23 If thou shalt afflict them in any way, and they cry at all to me, I will surely hear their cry;
Indien gij hen enigszins beledigt, en indien zij enigszins tot Mij roepen, Ik zal hun geroep zekerlijk verhoren;
24 And my wrath shall burn, and I will kill you with the sword; and your wives shall be widows, and your children fatherless.
En Mijn toorn zal ontsteken, en Ik zal ulieden met het zwaard doden; en uw vrouwen zullen weduwen, en uw kinderen zullen wezen worden.
25 If thou shalt lend money to any of my people that is poor among you, thou shalt not be to him as a money-lender, neither shalt thou charge him interest.
Indien gij Mijn volk, dat bij u arm is, geld leent, zo zult gij tegen hetzelve niet zijn, als een woekeraar; gij zult op hetzelve geen woeker leggen.
26 If thou shalt at all take thy neighbour’s raiment to pledge, thou shalt deliver it to him by the setting of the sun.
Indien gij enigszins uws naasten kleed te pand neemt, zo zult gij het hem wedergeven, eer de zon ondergaat;
27 For that is his only covering, it is his raiment for his skin: what shall he sleep in? and it shall come to pass, when he crieth to me, that I will hear; for I am gracious.
Want dat alleen is zijn deksel, het is zijn kleed over zijn huid; waarin zou hij liggen? Het zal dan geschieden, wanneer hij tot Mij roept, dat Ik het zal horen; want Ik ben genadig!
28 Thou shalt not revile the judges, nor curse the ruler of thy people.
De goden zult gij niet vloeken, en de oversten in uw volk zult gij niet lasteren.

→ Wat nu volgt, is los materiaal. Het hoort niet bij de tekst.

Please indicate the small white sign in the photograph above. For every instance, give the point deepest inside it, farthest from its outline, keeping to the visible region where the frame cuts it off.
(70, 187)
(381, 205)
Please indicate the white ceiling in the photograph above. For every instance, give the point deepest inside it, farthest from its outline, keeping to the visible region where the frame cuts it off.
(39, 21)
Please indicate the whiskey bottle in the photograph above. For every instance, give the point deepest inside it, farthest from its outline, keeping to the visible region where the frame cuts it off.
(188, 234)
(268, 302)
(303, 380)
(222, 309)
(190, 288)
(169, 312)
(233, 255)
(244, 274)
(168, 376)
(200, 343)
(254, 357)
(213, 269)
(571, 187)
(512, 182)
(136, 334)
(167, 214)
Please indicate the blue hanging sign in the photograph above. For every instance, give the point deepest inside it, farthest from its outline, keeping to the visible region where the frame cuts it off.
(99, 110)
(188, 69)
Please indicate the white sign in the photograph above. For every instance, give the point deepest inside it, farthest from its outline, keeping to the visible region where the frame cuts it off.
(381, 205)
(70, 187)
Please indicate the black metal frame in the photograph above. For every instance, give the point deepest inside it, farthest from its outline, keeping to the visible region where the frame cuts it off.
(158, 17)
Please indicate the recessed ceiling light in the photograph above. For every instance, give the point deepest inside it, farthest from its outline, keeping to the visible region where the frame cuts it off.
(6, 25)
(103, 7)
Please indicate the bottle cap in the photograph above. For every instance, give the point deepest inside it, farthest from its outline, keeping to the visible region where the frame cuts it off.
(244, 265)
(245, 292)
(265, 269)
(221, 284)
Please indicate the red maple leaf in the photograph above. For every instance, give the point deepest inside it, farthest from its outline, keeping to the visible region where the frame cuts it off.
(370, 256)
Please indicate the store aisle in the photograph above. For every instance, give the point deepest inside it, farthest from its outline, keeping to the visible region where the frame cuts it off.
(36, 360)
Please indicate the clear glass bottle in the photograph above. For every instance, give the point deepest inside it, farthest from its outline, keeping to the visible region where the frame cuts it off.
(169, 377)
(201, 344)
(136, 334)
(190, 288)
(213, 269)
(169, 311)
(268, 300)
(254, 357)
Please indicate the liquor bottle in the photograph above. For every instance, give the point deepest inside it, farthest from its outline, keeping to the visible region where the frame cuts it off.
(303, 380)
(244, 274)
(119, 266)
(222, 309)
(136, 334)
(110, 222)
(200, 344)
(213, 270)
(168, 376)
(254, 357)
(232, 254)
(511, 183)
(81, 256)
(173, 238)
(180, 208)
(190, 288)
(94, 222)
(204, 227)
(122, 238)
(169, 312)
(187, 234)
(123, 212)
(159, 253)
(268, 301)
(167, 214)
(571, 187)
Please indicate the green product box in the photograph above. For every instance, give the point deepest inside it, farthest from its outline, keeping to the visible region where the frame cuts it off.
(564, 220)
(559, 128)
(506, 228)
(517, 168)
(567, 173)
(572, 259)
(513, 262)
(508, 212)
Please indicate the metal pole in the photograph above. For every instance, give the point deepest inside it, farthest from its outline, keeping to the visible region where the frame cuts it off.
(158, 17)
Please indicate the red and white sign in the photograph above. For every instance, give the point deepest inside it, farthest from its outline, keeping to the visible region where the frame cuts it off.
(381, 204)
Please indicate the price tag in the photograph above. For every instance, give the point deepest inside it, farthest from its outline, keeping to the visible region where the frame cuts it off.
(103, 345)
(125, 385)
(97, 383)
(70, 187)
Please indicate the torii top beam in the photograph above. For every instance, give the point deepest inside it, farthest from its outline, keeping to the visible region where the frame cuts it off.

29 Thou shalt not delay to offer the first of thy ripe fruits, and of thy liquors: the firstborn of thy sons shalt thou give to me.
Uw volheid en uw tranen zult gij niet uitstellen; den eerstgeborene uwer zonen zult gij Mij geven.

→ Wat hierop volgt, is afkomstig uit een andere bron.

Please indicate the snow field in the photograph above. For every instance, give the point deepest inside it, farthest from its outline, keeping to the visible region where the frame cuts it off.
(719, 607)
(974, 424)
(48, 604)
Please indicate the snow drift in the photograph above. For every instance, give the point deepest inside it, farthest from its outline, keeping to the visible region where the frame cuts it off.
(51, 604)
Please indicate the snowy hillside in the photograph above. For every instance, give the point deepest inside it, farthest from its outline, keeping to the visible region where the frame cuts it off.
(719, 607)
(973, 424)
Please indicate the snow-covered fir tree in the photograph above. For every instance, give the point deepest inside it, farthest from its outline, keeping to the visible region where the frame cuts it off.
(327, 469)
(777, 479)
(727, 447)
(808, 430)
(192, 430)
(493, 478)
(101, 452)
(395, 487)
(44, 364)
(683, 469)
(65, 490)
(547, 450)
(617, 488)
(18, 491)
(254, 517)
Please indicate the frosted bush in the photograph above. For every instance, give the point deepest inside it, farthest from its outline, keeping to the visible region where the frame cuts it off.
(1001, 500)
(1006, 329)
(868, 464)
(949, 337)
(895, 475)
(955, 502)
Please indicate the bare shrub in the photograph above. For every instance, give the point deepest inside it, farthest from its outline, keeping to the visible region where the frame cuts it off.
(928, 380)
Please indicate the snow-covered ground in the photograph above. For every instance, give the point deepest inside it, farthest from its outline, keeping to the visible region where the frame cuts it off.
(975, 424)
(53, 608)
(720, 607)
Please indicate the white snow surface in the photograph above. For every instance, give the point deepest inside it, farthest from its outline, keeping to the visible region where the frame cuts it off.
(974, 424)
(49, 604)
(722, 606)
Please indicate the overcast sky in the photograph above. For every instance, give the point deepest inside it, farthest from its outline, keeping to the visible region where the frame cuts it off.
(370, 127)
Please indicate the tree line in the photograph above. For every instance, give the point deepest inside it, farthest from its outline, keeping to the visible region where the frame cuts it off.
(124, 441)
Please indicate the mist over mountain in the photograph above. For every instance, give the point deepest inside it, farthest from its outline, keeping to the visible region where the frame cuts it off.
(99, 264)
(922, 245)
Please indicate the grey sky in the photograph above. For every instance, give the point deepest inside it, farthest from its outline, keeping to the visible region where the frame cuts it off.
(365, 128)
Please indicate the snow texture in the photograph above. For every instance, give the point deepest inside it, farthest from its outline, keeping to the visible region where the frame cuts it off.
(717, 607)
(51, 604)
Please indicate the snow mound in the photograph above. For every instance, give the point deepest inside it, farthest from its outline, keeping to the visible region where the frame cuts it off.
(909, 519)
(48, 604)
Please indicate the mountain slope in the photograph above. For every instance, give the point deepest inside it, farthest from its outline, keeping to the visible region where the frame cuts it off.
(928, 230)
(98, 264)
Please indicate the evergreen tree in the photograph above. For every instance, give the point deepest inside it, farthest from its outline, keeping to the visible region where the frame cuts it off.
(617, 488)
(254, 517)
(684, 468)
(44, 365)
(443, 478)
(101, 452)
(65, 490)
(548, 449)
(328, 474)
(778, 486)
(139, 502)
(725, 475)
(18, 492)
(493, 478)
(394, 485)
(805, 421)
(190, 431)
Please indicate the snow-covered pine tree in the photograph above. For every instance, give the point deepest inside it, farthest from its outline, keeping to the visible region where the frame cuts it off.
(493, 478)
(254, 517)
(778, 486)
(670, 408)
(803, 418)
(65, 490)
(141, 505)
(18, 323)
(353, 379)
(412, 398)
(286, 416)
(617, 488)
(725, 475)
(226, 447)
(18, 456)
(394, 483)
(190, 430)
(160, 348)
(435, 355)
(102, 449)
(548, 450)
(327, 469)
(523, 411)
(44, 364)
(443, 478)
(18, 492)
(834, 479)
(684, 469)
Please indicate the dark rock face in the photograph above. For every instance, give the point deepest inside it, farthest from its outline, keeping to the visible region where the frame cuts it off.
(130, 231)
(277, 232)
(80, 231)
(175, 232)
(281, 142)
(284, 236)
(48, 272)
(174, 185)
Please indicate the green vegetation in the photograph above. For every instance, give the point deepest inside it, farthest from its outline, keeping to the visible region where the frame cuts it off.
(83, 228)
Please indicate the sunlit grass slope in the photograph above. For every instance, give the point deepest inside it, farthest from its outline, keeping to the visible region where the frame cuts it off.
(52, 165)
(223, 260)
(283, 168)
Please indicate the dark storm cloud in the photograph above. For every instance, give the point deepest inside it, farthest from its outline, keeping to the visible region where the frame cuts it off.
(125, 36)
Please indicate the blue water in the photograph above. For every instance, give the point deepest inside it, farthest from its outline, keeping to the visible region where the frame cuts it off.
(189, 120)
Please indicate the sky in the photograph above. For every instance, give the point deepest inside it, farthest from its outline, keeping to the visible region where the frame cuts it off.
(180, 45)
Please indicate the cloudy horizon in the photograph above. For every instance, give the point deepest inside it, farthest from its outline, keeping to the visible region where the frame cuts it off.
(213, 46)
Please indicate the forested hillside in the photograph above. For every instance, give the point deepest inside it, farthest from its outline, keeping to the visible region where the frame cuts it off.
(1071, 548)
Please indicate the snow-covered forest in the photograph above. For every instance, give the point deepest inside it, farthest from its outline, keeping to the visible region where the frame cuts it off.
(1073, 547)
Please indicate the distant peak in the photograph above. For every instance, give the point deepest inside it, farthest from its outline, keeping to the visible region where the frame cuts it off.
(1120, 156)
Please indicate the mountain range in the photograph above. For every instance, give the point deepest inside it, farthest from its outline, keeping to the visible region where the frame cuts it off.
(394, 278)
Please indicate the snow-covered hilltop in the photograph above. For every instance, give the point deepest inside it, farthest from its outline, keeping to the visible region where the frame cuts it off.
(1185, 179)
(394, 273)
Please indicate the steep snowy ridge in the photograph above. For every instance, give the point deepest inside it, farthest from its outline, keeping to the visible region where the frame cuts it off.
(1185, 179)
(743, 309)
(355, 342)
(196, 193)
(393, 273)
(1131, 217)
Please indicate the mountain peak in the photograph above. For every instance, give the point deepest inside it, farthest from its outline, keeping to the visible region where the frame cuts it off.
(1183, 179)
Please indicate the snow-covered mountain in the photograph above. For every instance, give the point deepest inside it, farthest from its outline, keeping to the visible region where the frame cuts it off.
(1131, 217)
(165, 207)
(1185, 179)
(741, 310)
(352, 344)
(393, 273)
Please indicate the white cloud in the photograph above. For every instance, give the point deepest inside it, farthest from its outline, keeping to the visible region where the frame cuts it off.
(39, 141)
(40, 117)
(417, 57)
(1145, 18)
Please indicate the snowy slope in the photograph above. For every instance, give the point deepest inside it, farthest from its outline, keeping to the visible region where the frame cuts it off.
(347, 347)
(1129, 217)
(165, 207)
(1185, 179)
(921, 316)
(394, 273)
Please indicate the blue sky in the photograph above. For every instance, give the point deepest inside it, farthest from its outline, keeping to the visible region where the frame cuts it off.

30 Likewise shalt thou do with thy oxen, and with thy sheep: seven days it shall be with his dam; on the eighth day thou shalt give it to me.

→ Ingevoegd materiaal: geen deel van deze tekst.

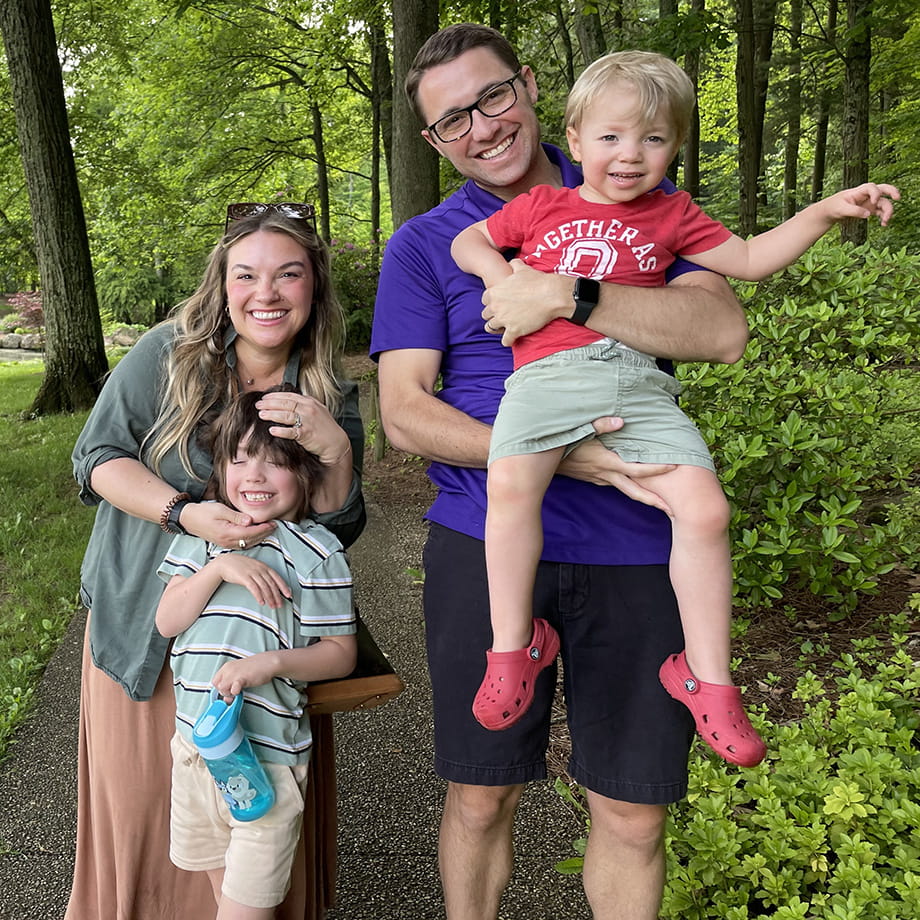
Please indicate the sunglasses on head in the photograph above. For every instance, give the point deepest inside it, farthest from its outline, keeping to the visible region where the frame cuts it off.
(296, 210)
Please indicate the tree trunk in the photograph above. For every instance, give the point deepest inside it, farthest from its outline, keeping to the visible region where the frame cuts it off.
(75, 362)
(691, 183)
(382, 101)
(322, 171)
(824, 111)
(794, 110)
(748, 166)
(755, 25)
(590, 34)
(856, 108)
(414, 180)
(568, 61)
(764, 27)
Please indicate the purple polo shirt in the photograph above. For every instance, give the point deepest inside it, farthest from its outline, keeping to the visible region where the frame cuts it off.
(425, 301)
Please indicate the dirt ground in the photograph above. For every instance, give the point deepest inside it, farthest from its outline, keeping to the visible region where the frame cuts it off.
(770, 649)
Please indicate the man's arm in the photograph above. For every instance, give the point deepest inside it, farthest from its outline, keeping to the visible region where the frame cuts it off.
(416, 421)
(474, 250)
(695, 318)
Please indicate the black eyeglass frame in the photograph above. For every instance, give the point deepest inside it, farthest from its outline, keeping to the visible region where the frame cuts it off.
(296, 210)
(475, 107)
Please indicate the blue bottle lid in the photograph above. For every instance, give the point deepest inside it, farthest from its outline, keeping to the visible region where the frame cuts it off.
(218, 732)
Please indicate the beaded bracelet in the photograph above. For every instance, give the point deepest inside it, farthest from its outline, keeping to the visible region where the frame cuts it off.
(164, 516)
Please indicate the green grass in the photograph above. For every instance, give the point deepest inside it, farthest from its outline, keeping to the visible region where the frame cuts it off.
(43, 532)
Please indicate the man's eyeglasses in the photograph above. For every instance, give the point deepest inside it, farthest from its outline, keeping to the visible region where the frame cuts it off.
(296, 210)
(492, 102)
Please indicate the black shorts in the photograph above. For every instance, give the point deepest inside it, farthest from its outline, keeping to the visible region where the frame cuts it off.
(617, 624)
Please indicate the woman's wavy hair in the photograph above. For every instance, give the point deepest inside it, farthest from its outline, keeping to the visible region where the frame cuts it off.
(198, 380)
(240, 421)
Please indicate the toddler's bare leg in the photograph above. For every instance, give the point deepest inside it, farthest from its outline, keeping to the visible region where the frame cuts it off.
(700, 566)
(514, 541)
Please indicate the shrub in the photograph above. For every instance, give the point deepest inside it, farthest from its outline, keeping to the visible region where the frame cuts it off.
(27, 314)
(355, 270)
(798, 428)
(827, 827)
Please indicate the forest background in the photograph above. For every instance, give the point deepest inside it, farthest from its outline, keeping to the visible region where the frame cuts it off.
(176, 107)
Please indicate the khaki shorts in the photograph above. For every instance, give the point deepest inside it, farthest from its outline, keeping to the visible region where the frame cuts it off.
(552, 403)
(256, 855)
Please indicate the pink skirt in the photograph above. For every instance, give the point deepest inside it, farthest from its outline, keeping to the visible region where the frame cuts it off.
(122, 869)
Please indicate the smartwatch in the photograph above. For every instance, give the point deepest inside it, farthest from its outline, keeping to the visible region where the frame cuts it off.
(172, 524)
(587, 293)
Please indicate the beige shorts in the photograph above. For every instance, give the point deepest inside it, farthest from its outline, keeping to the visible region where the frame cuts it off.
(256, 855)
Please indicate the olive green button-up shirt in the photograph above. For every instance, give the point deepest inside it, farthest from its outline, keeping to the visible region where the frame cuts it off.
(119, 580)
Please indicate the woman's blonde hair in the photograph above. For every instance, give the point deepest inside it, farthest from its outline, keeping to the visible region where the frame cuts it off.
(198, 380)
(659, 83)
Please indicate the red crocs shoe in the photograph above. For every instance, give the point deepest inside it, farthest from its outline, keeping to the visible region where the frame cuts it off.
(506, 691)
(718, 712)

Desgelijks zult gij doen met uw ossen en met uw schapen; zeven dagen zullen zij bij hun moeder zijn, op den achtsten dag zult gij ze Mij geven.
31 And ye shall be holy men to me: neither shall ye eat any flesh that is torn of beasts in the field; ye shall cast it to the dogs.
Gij nu zult Mij heilige lieden zijn; daarom zult gij geen vlees eten, dat op het veld verscheurd is, en zult het den hond voorwerpen.